Let me add one other difference between Finland and the US that Sahlberg does not address. The teaching force in Finland is 100% unionized. Unionization is not in and of itself an obstacle to excellence in education. We should remind those who seek to use things like America lagging in comparisons like PISA not to use unions as an excuse, especially when states with unionized teaching and general work forces tend to outperform schools in right to work states.
The role of unions is different, to be sure. The culture is different, and not just in the respect given unions in Finland, including teachers unions.
Not only does Finland not have the high degree of childhood poverty we have in the US, they also have a far more substantial social safety net, starting with income security for families and medical care for all, two things sorely lacking in this nation.
Thus while I strongly advise we listen to what Salhberg has to offer us about how we can reform our schools, we should also bear in mind that we will not fix all the problems of learning until we are also willing to address the continuing inequities in this nation. Fixing the schools will be insufficient. I note that at a conference earlier this year Richard Rothstein of the Economic Policy Institute said that we would be better served taking the money that we could spend reducing the principal/teacher ratio to a reasonable level where you could evaluate teachers, and get much more bang for the buck by taking that money and building a health clinic in schools such as those in inner cities. Rothstein was addressing just one part of the impact that economic inequity has upon students that schools as they are currently constructed cannot address.

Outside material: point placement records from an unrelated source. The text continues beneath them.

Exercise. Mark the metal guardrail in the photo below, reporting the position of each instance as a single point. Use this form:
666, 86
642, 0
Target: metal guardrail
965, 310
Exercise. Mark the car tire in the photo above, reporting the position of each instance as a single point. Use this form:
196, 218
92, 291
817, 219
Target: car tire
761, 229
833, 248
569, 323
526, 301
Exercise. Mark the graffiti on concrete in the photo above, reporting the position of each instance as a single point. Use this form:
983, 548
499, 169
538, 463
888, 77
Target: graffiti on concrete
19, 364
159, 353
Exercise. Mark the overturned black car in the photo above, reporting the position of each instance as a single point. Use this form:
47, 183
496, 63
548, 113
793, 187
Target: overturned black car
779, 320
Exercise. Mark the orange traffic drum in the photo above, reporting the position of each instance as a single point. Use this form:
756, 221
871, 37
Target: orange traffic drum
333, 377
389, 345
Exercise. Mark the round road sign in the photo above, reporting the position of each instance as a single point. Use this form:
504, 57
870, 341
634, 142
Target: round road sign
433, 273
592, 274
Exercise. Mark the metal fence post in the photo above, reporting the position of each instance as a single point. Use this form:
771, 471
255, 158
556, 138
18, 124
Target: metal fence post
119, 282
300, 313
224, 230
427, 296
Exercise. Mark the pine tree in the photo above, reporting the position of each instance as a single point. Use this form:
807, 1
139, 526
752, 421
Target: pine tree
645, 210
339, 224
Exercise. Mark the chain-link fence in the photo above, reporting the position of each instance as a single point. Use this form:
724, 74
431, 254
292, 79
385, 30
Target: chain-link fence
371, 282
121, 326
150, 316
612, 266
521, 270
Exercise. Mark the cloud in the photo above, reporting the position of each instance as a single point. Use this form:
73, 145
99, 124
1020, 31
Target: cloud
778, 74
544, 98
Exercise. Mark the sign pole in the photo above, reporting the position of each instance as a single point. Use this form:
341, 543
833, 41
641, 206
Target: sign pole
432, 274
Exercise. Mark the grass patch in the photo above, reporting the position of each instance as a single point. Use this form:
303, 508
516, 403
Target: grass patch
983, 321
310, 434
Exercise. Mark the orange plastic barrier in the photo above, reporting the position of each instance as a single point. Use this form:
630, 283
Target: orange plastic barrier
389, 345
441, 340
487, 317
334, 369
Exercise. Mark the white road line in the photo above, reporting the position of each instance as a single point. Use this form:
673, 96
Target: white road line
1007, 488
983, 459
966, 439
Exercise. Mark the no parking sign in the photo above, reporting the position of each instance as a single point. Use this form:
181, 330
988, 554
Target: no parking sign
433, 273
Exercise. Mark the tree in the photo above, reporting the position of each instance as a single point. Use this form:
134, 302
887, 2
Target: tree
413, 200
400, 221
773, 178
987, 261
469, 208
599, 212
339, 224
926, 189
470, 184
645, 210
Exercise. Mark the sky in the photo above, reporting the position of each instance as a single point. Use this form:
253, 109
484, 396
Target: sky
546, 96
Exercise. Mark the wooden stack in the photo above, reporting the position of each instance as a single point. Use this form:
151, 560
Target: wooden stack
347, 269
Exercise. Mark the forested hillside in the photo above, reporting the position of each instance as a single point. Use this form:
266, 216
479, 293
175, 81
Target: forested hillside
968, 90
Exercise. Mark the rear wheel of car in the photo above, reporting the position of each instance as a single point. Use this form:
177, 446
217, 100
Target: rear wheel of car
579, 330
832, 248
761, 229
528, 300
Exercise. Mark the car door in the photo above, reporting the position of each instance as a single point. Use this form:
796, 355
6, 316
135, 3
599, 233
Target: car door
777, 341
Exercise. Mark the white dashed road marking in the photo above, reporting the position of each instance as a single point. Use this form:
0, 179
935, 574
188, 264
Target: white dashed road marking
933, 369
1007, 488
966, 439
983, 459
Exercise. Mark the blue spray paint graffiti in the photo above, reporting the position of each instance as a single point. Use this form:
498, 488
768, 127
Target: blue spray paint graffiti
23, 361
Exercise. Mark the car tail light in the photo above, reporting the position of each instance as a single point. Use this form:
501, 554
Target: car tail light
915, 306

Still, I think we can learn from Finland, probably more so than we can from a China or a Korea, both of which are struggling to to change the direction of their schooling away from the test centric places they have been, ironically at the same time that we are going in the wrong direction.
I began by asking you to imagine a nation with excellent schools.
Now I make the same suggestion as does Sahlberg, that we seriously attempt to learn from what Finland has achieved in the past 25 years.
Imagine what we might be able to do with our schools.